-Caveat Lector-

Sunday 18 March 2001

NATO still has no business in Kosovo
http://www.montrealgazette.com/editorial/pages/010318/5024111.html

GEORGE JONAS
Freelance

During the past two weeks, American KFOR troops have been engaged in
sporadic firefights with ethnic-Albanian guerrillas at the Macedonian
border. Earlier this month, the insurgents killed three Macedonian border
guards, while the KFOR troops wounded two Albanian guerrillas. On March 9,
an Associated Press photograph, showing soldiers of the U.S. 82nd Airborne
Division on "aggressive patrol" along the Kosovo-Macedonian border, made the
rounds of the world's press.

Macedonia's population is 30-per-cent ethnic-Albanian. The guerrillas,
linked to the former Kosovo Liberation Army (KLA), which was disbanded after
the end of the hostilities and subsequently defeated at the polls, continue
to pursue their goal of an independent Albanian Kosovo. Albanians see this
entity, territorially enlarged at the expense of Macedonia and western
Serbia, either as a sovereign country or eventually as a part of greater
Albania.

The apparent aim of the guerrillas (now calling themselves the National
Liberation Army) is to initiate terrorist attacks in border areas, forcing a
heavy-handed response from Macedonian and Serbian forces, which in turn
would induce the North Atlantic Treaty Organization and the United Nations
to carve out larger protected zones for the Albanian population along
Kosovo's frontiers. In time, these areas would also become part of an
independent Kosovo.

This was the KLA's strategy during the late 1990s. The method worked, at
least up to a point. The Albanian guerrillas attacked; Serb forces under
Slobodan Milosevic responded with brutality and ethnic cleansing, until NATO
bombed a truncated and truculent Yugoslavia into submission. Though the West
didn't detach Kosovo and give it independence, NATO forces occupied the
region and made it a Western protectorate.

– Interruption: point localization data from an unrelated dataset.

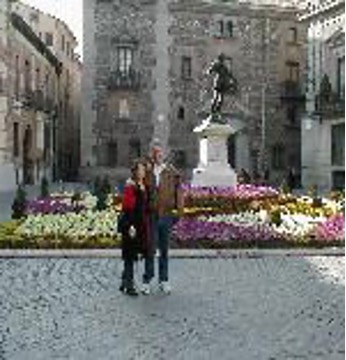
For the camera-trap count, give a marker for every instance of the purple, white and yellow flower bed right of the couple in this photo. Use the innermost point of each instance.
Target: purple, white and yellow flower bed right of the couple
(251, 215)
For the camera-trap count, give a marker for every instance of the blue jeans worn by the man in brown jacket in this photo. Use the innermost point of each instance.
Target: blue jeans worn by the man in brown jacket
(161, 230)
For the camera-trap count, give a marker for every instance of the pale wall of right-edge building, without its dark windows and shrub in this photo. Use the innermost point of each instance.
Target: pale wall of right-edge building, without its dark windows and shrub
(325, 45)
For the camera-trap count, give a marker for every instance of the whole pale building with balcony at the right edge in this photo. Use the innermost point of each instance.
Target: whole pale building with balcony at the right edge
(323, 127)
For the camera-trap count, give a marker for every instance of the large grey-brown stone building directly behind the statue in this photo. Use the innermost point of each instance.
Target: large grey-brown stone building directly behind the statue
(146, 76)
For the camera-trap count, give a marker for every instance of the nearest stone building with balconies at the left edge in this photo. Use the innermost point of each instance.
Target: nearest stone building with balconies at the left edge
(30, 80)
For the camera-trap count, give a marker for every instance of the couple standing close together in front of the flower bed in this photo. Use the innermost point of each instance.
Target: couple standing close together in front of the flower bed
(152, 198)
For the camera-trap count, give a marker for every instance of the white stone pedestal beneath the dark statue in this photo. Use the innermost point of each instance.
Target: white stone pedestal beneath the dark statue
(213, 168)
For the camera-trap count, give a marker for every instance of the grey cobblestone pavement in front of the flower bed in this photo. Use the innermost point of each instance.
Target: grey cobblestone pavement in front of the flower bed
(269, 308)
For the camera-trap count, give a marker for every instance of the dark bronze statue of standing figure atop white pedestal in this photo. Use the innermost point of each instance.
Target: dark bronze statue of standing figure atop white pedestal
(224, 83)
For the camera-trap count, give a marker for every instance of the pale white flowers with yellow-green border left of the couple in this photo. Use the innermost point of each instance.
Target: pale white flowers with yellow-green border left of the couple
(69, 230)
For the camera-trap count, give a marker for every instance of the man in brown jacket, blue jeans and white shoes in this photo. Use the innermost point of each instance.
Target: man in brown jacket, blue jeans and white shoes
(166, 201)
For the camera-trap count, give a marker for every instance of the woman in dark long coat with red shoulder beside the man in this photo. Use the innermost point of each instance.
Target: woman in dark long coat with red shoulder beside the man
(134, 227)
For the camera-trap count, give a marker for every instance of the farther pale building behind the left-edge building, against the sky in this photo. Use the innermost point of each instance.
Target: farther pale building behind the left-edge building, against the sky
(62, 43)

The Albanian militants are hoping for the same thing to happen again, but
this time circumstances might not favour them. Yugoslavia's president is no
longer the savage Milosevic but the moderate Vojislav Kostunica. NATO has
invited Serbian forces to reoccupy the border zone. The West, until recently
the ally of ethnic-Albanians against the Serbs, is posed to emerge as the
ally of the Serbs against the Albanians.

One is hardly surprised. "As the curtain falls on the first act," I wrote 18
months ago, "NATO has put an end to the ethnic cleansing of an Albanian
majority by a Serb minority in Kosovo, and is now all set to preside over
the ethnic cleansing of a Serb minority by an Albanian majority.

"It was the KLA's war long before it was NATO's, and now the KLA feels that
it has won. Unlike NATO's soldiers, ethnic-Albanian guerrillas have shed
their blood. Not unreasonably, they want to claim the fruits of their
victory, which they don't see as running for office in UN-supervised
elections. They see it as ruling over an independent Kosovo.

"If NATO's new-world-order liberals acquiesce, they'll have simply endorsed
one ethnic state over another. If they don't, their next war will be with
the KLA. NATO can bomb, and maybe ask Slobodan Milosevic or his successor to
help out on the ground."

Less than a year later, nearly 80 per cent of ethnic-Serbs had been forced
out of Kosovo. By May 2000, the reverse ethnic cleansing impelled KFOR's
commander, General Klaus Reinhardt, to remark: "When NATO came into Kosovo
we were only supposed to fight the Yugoslav army if they came back
uninvited. Now we're finding we have to fight the Albanians."

After the passage of another 10 months, the new Yugoslav president,
Kostunica, was speaking with no more enthusiasm for NATO's mission than his
predecessor, Milosevic. Accepting KFOR's invitation to reoccupy the border
zone, Kostunica remarked earlier this month that NATO's protectorate in
Kosovo had only "stimulated terrorism instead of getting rid of it."

Kostunica's deputy prime minister, Momcilo Perisic, went a step farther,
according to the Yugoslav newspaper BLIC. In a March 12 interview, Perisic
suggested NATO should bomb the Albanian insurgents, if necessary. If NATO
accepts the deputy prime minister's suggestion, things will have gone full
circle, exactly as predicted nearly two years ago.

In a conflict involving two ethnic groups' desire for mastery over a
region - as in Kosovo - a third party has no business. Some conflicts, like
some fires, have to be allowed to burn out. Using NATO to act out mushy
liberal fantasies, and trying to fit every region into the procrustean bed
of a multicultural dream, accomplishes little beyond dragging the West into
a quagmire.

- George Jonas is a Toronto-based author and freelance journalist.